OK I need cheering up and rubbish jokes make me laugh. So give us your best...or worst. (But please keep it clean and inoffensive). I'll start. Two caterpillars walking along and a butterfly flew over them. One turned to the other and said "You wouldn't catch me up there in one of those things!!". I challenge you all to do worse than this!!
Woman walks into a cocktail bar, asks the barman for a 'double entendre' so he gave her one. Lame? I got a million
You've upped the standard a bit there Stomper, shame on you. Time to lower it again. -------------------------------------------------------------------------------------- Baby Balloon can't sleep, so he gets in bed with Mummy & Daddy balloon. But, there isn't enough space, so he lets some air out of himself. It's still a bit of a squeeze so he lets some air out of daddy balloon. Still not happy, he lets some air out of his mummy. Ahhhhh, perfect, he drops into a long and peaceful sleep. In the morning he wakes to find daddy balloon looking angry. "Son, not only have you let yourself down, but you've let your mother and I down too!" -------------------------------------------------------------------------------------- Darth Vader: I know what you've got me for Christmas Luke. Luke Skywalker: How do you know Lord Vader? Darth Vader: Because I felt your presence. Bwah ha haaa. --------------------------------------------------------------------------------------
A Duck walks into a bar.... Got any bread? Barman says no.. Got any bread? No.. Got any bread? No.. Got any bread? No.. Got any bread? No, we haven't got any bread, ask me again and I’ll nail your f%&¤ing beak to the Bar, you irritating little bastard... Got any Nails? NO! Got any bread?
Two men hunting and the other having an accidental shot from the other who calls help: "I shot my pal, he´s bleeding and got it bad, not responding or anything. WHAT SHALL I DO, TELL ME!!!" The lady on the phone: "Calm down, calm down, just take it easy.
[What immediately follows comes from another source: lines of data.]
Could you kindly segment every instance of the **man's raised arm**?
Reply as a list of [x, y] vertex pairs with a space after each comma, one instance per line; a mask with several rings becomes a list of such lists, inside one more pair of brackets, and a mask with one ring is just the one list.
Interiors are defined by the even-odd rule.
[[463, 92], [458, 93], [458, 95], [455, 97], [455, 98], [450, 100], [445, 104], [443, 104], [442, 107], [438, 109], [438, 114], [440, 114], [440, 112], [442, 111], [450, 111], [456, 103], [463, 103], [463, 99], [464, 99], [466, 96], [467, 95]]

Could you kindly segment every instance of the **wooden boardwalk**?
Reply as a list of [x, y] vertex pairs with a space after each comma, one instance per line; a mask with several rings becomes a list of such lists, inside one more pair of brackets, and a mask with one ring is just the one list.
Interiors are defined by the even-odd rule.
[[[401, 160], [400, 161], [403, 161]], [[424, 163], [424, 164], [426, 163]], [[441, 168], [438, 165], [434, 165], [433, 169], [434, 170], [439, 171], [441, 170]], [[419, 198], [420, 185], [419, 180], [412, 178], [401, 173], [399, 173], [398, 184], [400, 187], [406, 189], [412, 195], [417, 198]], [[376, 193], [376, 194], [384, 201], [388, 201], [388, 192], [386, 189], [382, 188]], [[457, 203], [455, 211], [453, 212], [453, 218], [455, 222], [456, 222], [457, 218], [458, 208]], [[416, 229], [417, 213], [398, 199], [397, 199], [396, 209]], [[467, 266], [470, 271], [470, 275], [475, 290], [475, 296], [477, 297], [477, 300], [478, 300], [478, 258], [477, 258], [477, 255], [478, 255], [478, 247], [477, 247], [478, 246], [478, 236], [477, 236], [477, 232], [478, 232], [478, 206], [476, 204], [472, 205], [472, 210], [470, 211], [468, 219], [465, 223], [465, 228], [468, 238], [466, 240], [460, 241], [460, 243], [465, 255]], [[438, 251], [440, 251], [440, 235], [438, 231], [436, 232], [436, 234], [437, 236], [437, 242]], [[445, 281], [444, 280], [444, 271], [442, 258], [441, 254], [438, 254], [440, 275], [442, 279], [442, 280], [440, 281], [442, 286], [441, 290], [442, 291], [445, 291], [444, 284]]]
Now first: make sure if he´s dead?" Silence, then sound of footsteps fading, a shot, footsteps back and: " OK, NOW WHAT?"
"Zola, Zola, give us a wave!" West Ham fans...ignored by their manager Gianfranco Zola. "Brucie, Brucie give us a wave!" Shake of the head from Steve Bruce. "Someone, someone give us a wave!" West Ham fans get desperate and half the West Stand wave back! http://www.bbc.co.uk/blogs/chrischarles/2010/04/i_dont_know_who_will.html
My wife's favorite ... What is green and goes slam, slam, slam, slam... A four door pickle. I have no idea what it means.
A woman, out on a neighborhood stroll, sees an old man in a rocking chair on his front porch, whistling a happy tune. "You look very content," she says. "What's your secret to long life?" "Well," he says, "I drink four cases of beer a week, smoke five packs of cigarettes a day, I only eat fried foods and rarely get more than three hours of sleep a night." "Wow, that's amazing," she exclaims. "How old are you?" "Twenty-six."
There was the person who sent ten different puns to friends, with the hope that at least one of the puns would make them laugh. No pun in ten did. How lame is that? Give me the prize, or I will post another 100 similar.
We all seem to have our own brand of lameness when it comes to jokes. Keep up the good work!! PS I don't get the four door pickle thing either. Must be a septic thing.
Rudi looks out the window of his Moscow apartment and says to his wife "Honey ! It's going to rain." The wife disagrees, on account of the bright sun and no clouds. Nevertheless, it starts to pour in a few minutes. The baffled wife askes Rudi how he knew. Comes the reply, "Rudolf, the Red knows rain, dear !
Two Hammer supporters were in two boats heading towards a job of painting a fence. One boat was carrying claret paint and the other boat was carrying blue paint. Sadly, they crashed into each other. Apparently the two of them were were marooned.
i thought it was a penis thing? anyway, what do you call the cross between an elephant and a rhino? eliphino. </rim shot>
Sorry, but I think that this is a goodun. It's about women of a certain age. A 54 year old woman had a heart attack and was taken to the hospital. While on the operating table she had a near death experience. Seeing God she asked ”Is my time up?” · God said, "No, you have another 43 years, 2 months and 8 days to Live." Upon recovery, the woman decided to stay in the hospital and have a Face-lift, liposuction, breast implants and a tummy tuck. She even had Someone come in and change her hair colour and brighten her teeth! Since she had so much more time to live, she figured she might as well make the most of it. After her last operation, she was released from the hospital, but as she was crossing the road on her way home, she was killed by an ambulance. Arriving in front of God, she demanded, "I thought you said I had another 43 years? ” Why didn't you pull me from out of the path of the Ambulance?" God replied: "I didn't bloodywell recognize you, did I?." Well, I liked it.